Jan Baptista Wellekens vertrok al op jeugdige leeftijd naar Amsterdam om daar, bij een oom, het vak van goudsmit te leren. Waarschijnlijk lag dat beroep hem niet want na korte tijd ging hij in de leer bij een kunstschilder. Achttien jaar oud vertrok hij naar Italië, waar hij elf jaar zou blijven: een van de vele Hollandse schilders die leefden van de vogue die op dat moment in dat land bestond voor de Hollandse realistische schilderkunst. In 1687 werd hij, op dat moment te Venetië verblijvend, getroffen door een beroerte die hem gedeeltelijk verlamde. Tot overmaat van ramp werd hij bijziend, een onmogelijke kwaal voor een schilder in een tijd waarin de bril al bestond maar waarin dit nuttige instrument niet aangemeten werd door een oogarts maar door rondreizende kwakzalvers. Hij keerde terug naar de Zeven Provinciën en vestigde zich te Amsterdam, met zijn moeder, die inmiddels weduwe was geworden. Voortaan zou hij, zo goed en kwaad als dat ging, als dichter in zijn levensonderhoud voorzien. Ondanks dit, vermoedelijk, niet al te zekere bestaan en ondanks zijn kwalen trouwde hij in 1698.

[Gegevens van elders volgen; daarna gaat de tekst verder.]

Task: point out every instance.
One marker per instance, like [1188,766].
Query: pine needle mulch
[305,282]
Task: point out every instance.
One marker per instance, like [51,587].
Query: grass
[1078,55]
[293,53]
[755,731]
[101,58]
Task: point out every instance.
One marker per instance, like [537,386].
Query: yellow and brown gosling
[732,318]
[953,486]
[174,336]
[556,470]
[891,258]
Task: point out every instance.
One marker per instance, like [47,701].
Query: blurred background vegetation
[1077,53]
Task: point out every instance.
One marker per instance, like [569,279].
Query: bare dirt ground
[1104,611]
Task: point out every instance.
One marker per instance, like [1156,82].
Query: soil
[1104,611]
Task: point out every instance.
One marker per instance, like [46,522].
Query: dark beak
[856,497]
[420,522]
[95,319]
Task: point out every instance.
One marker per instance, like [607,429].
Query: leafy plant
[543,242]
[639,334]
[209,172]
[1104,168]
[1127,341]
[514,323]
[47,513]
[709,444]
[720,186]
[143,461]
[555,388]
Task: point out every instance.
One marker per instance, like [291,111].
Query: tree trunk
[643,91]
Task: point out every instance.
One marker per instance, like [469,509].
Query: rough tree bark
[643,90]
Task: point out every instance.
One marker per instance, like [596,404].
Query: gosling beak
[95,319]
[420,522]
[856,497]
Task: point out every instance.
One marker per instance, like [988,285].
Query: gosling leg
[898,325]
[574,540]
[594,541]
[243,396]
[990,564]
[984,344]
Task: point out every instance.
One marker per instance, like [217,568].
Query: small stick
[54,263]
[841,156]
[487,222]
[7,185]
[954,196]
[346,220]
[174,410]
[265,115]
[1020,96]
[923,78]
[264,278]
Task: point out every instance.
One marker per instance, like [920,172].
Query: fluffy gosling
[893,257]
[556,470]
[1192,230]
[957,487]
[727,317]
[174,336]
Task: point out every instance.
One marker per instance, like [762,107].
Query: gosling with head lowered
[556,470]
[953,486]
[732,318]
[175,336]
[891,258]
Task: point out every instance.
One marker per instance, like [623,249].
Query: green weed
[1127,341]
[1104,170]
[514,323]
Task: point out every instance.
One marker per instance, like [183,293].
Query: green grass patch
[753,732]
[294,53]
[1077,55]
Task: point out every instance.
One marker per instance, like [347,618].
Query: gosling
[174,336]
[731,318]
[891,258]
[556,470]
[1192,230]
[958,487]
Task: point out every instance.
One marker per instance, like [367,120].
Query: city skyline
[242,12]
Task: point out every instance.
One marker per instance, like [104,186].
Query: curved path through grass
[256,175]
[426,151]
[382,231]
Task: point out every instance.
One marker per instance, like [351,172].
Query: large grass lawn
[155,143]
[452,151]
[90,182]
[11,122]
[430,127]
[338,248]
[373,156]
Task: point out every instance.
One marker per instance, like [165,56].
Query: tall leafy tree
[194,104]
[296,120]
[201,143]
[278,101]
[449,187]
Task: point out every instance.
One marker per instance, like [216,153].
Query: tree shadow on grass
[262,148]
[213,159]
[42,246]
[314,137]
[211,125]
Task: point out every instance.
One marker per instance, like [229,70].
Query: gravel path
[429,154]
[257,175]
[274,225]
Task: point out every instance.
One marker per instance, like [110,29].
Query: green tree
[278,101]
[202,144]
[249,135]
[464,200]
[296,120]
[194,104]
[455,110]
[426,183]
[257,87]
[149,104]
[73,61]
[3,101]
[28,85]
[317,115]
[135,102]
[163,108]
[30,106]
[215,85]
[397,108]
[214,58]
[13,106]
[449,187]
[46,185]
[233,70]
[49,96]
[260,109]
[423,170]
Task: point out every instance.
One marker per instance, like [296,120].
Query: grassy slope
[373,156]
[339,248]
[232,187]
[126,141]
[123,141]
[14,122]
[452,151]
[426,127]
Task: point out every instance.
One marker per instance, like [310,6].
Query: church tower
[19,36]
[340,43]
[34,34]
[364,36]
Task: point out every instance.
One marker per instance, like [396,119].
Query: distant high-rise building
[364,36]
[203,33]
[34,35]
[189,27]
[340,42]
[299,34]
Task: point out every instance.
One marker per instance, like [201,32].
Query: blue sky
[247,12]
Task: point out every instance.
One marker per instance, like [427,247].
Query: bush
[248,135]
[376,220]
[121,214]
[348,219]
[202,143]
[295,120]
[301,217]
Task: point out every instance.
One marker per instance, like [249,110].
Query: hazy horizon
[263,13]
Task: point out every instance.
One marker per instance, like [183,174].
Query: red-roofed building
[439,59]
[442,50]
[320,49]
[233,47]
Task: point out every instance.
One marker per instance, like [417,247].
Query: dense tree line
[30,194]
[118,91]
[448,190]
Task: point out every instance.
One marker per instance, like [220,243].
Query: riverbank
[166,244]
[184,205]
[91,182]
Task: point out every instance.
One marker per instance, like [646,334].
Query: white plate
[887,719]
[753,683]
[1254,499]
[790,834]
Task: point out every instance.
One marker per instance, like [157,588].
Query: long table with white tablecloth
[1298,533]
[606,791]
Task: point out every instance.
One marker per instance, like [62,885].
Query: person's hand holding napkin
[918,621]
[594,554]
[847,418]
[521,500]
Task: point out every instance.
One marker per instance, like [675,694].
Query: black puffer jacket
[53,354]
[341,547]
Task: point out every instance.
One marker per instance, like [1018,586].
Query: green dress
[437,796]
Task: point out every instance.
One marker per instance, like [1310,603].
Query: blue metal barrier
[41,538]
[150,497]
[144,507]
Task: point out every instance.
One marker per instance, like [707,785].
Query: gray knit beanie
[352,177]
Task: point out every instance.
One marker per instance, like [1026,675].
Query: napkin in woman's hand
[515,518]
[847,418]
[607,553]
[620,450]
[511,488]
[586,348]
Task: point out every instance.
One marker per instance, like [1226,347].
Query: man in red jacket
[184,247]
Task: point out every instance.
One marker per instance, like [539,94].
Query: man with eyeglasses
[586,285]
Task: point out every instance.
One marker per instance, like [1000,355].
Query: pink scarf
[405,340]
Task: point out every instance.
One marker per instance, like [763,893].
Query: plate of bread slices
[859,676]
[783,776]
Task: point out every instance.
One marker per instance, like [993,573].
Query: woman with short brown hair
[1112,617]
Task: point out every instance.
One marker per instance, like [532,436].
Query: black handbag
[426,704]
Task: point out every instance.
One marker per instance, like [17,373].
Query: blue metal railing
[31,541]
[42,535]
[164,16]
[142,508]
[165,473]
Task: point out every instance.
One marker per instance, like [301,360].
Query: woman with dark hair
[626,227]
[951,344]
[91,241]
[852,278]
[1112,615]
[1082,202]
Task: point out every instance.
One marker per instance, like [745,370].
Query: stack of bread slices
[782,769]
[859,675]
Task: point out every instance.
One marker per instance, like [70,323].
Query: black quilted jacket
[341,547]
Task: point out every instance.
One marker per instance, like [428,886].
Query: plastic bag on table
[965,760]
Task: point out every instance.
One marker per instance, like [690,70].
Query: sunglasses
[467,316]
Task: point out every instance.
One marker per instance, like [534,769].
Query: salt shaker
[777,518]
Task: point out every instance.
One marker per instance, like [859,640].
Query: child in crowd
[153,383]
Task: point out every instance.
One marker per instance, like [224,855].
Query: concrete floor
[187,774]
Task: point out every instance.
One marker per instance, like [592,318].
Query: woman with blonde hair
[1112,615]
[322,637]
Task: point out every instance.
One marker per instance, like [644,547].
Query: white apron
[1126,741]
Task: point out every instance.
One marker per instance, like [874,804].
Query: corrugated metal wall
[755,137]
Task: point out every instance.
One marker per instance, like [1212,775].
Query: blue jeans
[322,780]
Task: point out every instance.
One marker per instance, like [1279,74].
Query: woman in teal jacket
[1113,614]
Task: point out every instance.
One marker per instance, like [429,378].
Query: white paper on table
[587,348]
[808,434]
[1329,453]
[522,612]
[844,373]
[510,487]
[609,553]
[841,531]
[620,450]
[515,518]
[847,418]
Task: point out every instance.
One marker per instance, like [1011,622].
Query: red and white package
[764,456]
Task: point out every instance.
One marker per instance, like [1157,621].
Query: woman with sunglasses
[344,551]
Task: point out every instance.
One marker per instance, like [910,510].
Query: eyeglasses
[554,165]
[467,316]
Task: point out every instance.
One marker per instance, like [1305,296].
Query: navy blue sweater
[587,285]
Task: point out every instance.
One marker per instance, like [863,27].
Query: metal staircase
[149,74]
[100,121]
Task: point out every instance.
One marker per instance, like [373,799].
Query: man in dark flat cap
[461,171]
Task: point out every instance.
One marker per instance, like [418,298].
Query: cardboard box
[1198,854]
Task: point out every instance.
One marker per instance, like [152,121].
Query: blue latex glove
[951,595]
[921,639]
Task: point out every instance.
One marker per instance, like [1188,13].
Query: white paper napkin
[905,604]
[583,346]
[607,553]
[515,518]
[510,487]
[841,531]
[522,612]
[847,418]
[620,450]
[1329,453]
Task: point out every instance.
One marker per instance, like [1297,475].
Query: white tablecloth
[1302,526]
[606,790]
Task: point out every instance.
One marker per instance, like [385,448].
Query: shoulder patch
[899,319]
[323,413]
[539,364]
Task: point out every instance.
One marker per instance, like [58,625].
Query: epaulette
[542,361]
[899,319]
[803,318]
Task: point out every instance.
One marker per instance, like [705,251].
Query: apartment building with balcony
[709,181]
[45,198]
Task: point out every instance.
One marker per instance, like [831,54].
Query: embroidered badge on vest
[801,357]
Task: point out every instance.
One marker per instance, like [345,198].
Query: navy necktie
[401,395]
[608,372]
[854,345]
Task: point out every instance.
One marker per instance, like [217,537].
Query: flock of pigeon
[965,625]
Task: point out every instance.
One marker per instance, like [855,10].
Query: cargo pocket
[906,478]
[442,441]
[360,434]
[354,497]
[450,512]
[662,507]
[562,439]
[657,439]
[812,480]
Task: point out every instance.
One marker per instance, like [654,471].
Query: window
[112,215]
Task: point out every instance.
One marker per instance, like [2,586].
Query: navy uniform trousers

Halfverlamd, bijziend en geplaagd door pijnlijke kwalen als jicht en nierstenen moet het leven voor Wellekens een aards voorportaal van de hel zijn geweest. Tot aan zijn dood zou hij gedichten schrijven, het leeuwedeel in opdracht, een geringer aan- | |
| |
tal ‘vrij’, maar vrijwel allemaal gekleurd door een sterk pastoraal element. Het is dat element én het feit dat hij een theoretische beschouwing aan het pastorale gedicht wijdde, die hem onsterfelijk hebben gemaakt, al is het een onsterflijkheid in zeer kleine kring.
Het pastorale gedicht, of herderdicht, is een in Nederland weinig beoefend genre. Dat kan veroorzaakt worden door het feit dat, hoewel het het landleven tot onderwerp had, het bij uitstek een dichtsoort was die beoefend werd aan het vorstelijk hof. De Griekse dichter Theocritus, de ‘uitvinder’ van de pastorale, schreef ze aan het geciviliseerde hof van de Ptolameeën te Alexandrië. Vergilius, de meest invloedrijke beoefenaar van het genre, schreef poëzie voor Augustus. Daarnaast is de pastorale eenvoud vaak maar schijn. De herders die keuvelen in de schaduw van een oude olm lijken het over lammeren, geliefden of hun boze buurman te hebben, de goede verstaander haalt er een heel andere boodschap uit, die meestal betrekking heeft op het reilen en zeilen van Vorst en Staat. Het is met dit soort gedichten als met de zeventiende- en achttiende-eeuwse bloemschilderingen. Op zich zijn die fraai om te zien, voor onze voorouders droeg daarnaast iedere bloem een boodschap, meestal een levensles.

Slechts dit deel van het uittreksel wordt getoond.